CCR : A Model for Sharing Reputation Knowledge Across Virtual Communities
Working with private identities of separate virtual communities (Tric -Deustche Telecom-) and reputation mechanisms to share information among different communities. The process is formed by 3 blocks
1.- Enabling preconditions
- category matching level: [0,1] value representing community correlation based
- domain confidence
Interesting: one of the measures ids is based on Shannon entropy of the domains (I need o revise that again)
2.- Conversion of reputation values
3.- Attribute matching (some kind of ontology alignment) as a [0,1] value, with some confidence level (certainty)
Showing an example of travel agencies :-), looking for a hotel in Milano, using communities in Trip Advisor, Expedia and Booking.
Monetizing User Activity on Social Networks – Challenges and Experiences
Meenakshi Nagarajan, Kamal Baid, Amit Sheth, and Shaojun Wang
Well-known monetization models for the Web, but not easy on Web 2.0 and SNS. Actually, advertisement-based models are used with marginal success, due to (i) informal nature of content, non-policed content and because people are there to network.

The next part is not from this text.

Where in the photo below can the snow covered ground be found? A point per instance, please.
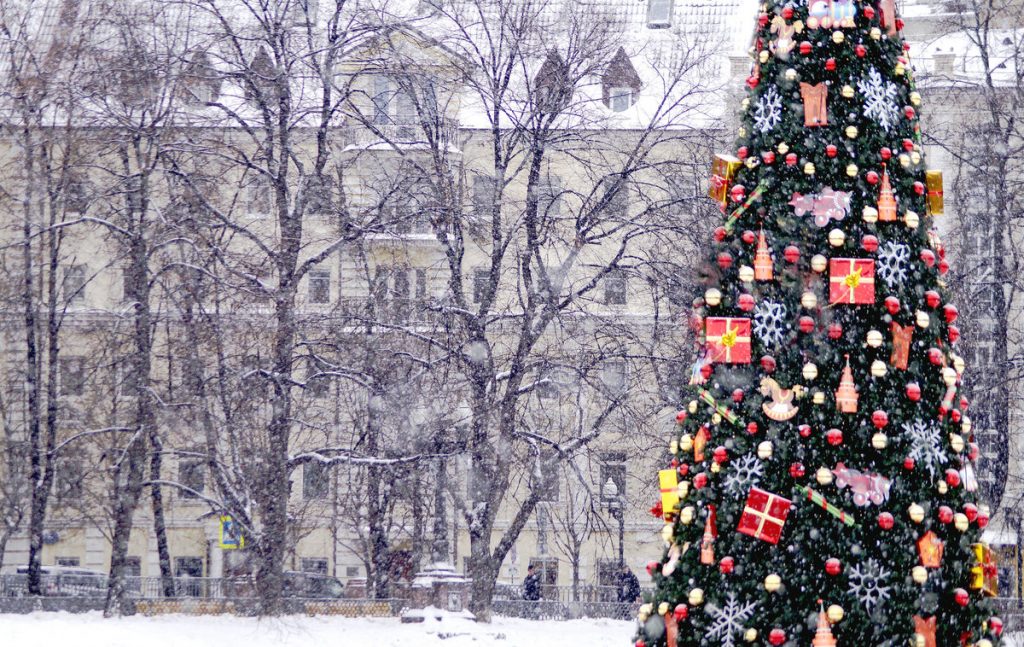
(46, 630)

So, at least, the ads have to consider: (i) identify monetizable posts (intents behind users posts) and (ii) identifying keywords on user’s comments.
Consider that people write sentences, not keywords or phrases, so the system has to be ready to analyze that to locate action patterns around entities. The example: how people seek for information. Patterns used are «where do I find…. does anyone know how… someone tell me where…» So all these patters matches with a seeking pattern in the Candidate Pool and the system can identify the question (this is very similiar to dialog characterization for agents -see AIWS slides-)
Monetization potential is calculated from this seeking score and calculating a transactional intention score for each one of them. All test has been done off-line!! What about the cost? Because it’s important to do that on-line.
A Composite calculation for author activity in Wikis: accuracy needed
Interesting title, but I barely can hear her :-(… oh!, better with the microphone.
Analysis of social interaction spaces (wikis, blogs, twitter…) evaluation activity, dynamics, identifying communities and topics, so they can improve existing infrastructures. They use SONIVIS as visualization tools. And today she is going to speak about wikis. Motivation: to evaluate author activity. They activity is characterized by (i) the number of changes/versions, (ii) a betweenness centrality measure among authors, (iii) significant content: frequency an author has added a term to a page and the importance of this term. This measure is normalized. These values are combined in the final author contribution. This measure is dynamic, so a cumulative author contribution can be calculated.
The example uses the English Wikipedia articles about virtual reality. A six-month period has been analyzed. Results are in the paper.
Model for Voter Scoring and Best Answer Selection in Community Q&A Services
Chung Tong Lee
The problem: how to select the best answer in Q&A communities (as Yahoo!Answers). A Voting Score mechanism is presented, based on a fixed point basis.
Voting is affected by (i) social bias -vote based on answerer, not in the quality of the answer, (ii) personal gain. The formula for the voting and the fixed point characterization is presented (see the paper). Some examples to model the voting (simulations) using random voting and ballot stuffing simulation. Zipf’s law used for generate random votes (entropy measure). Results again in the paper.